Whose nakedness some tufts of pitying grass,

Or green boughs trembling o’er the tumbling wall,

Adorn but hide not.

And are these things true.

Miraculous Venice? Is the charm then past

Away from thee? Is all thy work fulfilled

Of power and beauty? Art thou gathered

To the dead cities? Is thy ministry

Made up, and folded in the hand of Thought?

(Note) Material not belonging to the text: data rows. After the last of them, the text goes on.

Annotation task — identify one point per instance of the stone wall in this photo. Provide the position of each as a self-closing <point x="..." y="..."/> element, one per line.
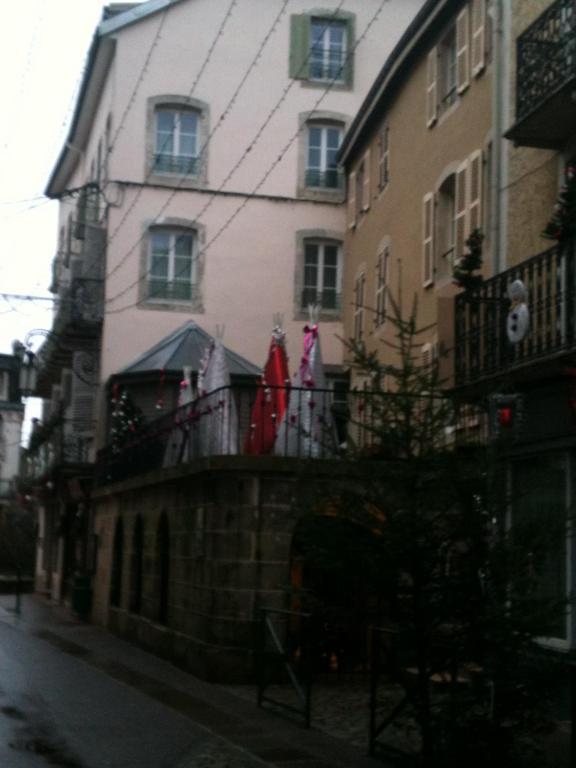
<point x="230" y="524"/>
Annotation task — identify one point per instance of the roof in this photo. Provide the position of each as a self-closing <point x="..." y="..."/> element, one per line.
<point x="186" y="347"/>
<point x="396" y="67"/>
<point x="115" y="17"/>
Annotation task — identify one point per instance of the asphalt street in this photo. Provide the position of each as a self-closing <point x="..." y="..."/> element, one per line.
<point x="74" y="696"/>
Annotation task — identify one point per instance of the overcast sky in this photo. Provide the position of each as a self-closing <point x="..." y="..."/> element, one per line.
<point x="43" y="48"/>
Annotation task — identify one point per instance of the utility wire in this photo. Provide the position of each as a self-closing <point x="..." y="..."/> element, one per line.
<point x="270" y="169"/>
<point x="252" y="143"/>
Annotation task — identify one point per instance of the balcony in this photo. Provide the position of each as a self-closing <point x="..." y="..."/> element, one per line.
<point x="59" y="445"/>
<point x="482" y="348"/>
<point x="318" y="424"/>
<point x="546" y="79"/>
<point x="81" y="308"/>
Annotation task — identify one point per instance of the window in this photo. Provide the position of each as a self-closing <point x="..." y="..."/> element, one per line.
<point x="381" y="286"/>
<point x="359" y="192"/>
<point x="539" y="526"/>
<point x="359" y="291"/>
<point x="445" y="227"/>
<point x="321" y="168"/>
<point x="384" y="157"/>
<point x="176" y="141"/>
<point x="322" y="274"/>
<point x="327" y="50"/>
<point x="177" y="129"/>
<point x="448" y="69"/>
<point x="172" y="264"/>
<point x="448" y="64"/>
<point x="321" y="48"/>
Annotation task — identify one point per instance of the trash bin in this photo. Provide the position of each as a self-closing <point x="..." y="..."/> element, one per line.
<point x="82" y="595"/>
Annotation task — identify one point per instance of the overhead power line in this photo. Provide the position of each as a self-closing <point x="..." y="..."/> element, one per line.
<point x="267" y="173"/>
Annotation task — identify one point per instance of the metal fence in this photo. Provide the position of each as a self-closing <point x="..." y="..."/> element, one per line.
<point x="482" y="348"/>
<point x="546" y="56"/>
<point x="316" y="424"/>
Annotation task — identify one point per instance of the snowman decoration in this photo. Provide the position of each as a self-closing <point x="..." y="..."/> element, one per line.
<point x="518" y="322"/>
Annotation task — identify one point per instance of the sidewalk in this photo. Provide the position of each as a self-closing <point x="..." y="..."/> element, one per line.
<point x="248" y="737"/>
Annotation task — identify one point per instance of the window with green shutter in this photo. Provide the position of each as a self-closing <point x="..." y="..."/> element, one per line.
<point x="322" y="48"/>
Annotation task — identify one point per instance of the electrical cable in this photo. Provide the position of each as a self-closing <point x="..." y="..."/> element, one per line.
<point x="266" y="175"/>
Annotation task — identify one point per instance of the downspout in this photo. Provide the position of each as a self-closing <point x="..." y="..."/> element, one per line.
<point x="500" y="13"/>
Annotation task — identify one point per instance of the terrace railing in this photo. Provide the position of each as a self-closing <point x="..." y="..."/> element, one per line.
<point x="316" y="425"/>
<point x="65" y="441"/>
<point x="546" y="58"/>
<point x="482" y="347"/>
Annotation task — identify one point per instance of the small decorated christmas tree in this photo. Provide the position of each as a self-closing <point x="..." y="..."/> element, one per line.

Ask him who knows the meaning and the truth

Of all existence;—ask the poet’s heart:

The Book has no dead tome for him,—for him

Within St. Mark’s emblazoned porticoes

Thy old nobility are walking still;

The lowliest gondola upon thy waters

Is worth to him thy decorated galley;

He never looks upon the Adrian sea

But as thy lawful tho’ too faithless spouse;

And when, in the sad lustre of the moon,

Thy palaces seem beautifully wan,

He blesses God that there is left on earth

So marvellous, so full an antidote,

For all the racks and toils of mortal life,

As thy sweet countenance to gaze upon.

RICHARD MONCKTON MILNES.

[5] Il Libro d’Oro, the Venetian Peerage.